File-Photo United Nations Security Council

Afghanistan’s permanent mission to the United Nations said it had formally lodged a complaint with the UN Security Council over Pakistani airstrikes carried out late Saturday in eastern Afghanistan, calling the attacks a serious violation of the country’s sovereignty.

“We strongly condemn the Pakistani airstrikes on Afghan territory conducted on 21–22 February, which resulted in the tragic loss of civilian lives, including women and children,” Naseer Faiq, Afghanistan’s chargé d’affaires to the United Nations, said in a statement.

“Today, the Permanent Mission of Afghanistan formally submitted a complaint to the United Nations Security Council regarding this serious violation,” he added. He called for an immediate halt to such actions, an impartial investigation, and full respect for Afghanistan’s territorial integrity in accordance with the UN Charter and international law.

Pakistani fighter jets struck areas in the districts of Khogyani, Ghani Khil and Behsud in Nangarhar Province, as well as Barmal district in Paktika Province, around midnight on Feb. 21, according to Afghan officials.

The Taliban’s Defense Ministry said it would deliver a “calculated response at an appropriate time,” accusing Pakistan of targeting civilian and religious sites. The ministry described the strikes as repeated acts of aggression that would not conceal what it called Pakistan’s internal security failures.

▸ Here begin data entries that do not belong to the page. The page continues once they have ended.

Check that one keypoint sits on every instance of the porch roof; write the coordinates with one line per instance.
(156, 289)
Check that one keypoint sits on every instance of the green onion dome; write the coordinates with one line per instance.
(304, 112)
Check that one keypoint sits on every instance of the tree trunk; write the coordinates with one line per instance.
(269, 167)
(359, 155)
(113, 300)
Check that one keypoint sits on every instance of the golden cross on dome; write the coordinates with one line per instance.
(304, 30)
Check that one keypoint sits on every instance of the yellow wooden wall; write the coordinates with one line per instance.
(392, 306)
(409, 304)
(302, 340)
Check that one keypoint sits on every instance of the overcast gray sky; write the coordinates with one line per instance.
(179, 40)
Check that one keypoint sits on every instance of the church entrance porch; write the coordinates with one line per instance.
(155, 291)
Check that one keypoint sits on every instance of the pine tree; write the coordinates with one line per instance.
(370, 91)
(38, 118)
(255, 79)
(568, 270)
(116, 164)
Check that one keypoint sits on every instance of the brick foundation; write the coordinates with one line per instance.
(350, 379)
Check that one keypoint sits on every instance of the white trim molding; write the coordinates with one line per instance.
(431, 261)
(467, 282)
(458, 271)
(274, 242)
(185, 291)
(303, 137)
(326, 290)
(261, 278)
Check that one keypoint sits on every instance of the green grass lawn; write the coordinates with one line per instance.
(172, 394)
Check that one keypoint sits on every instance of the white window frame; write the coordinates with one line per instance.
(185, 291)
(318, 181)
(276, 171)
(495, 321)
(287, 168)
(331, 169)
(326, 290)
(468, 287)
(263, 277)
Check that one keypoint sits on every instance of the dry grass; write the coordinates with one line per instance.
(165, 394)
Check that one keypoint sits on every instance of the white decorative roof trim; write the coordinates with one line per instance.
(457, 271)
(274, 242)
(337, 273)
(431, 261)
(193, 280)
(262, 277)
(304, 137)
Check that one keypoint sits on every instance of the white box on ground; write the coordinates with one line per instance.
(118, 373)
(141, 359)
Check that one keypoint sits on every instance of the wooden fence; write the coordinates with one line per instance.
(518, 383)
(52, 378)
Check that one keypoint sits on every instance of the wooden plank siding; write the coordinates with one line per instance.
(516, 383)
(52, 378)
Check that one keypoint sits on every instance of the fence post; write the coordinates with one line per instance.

Pakistani officials, however, claimed the airstrikes targeted hideouts of Tehrik-i-Taliban Pakistan (TTP) and the Islamic State’s Khorasan branch inside Afghan territory, claiming that nearly 70 militants were killed.

The Taliban have rejected that account, describing the strikes as attacks on civilians. They claimed that more than 20 civilians, including women and children, were killed in Behsud district alone.

Pakistan’s Ministry of Information previously said the strikes were retaliatory and carried out in response to recent suicide and car bomb attacks inside Pakistan, including assaults on a Shiite mosque in Islamabad and attacks in Bajaur and Bannu during Ramadan. Both TTP and the Islamic State’s Khorasan branch claimed responsibility for those attacks.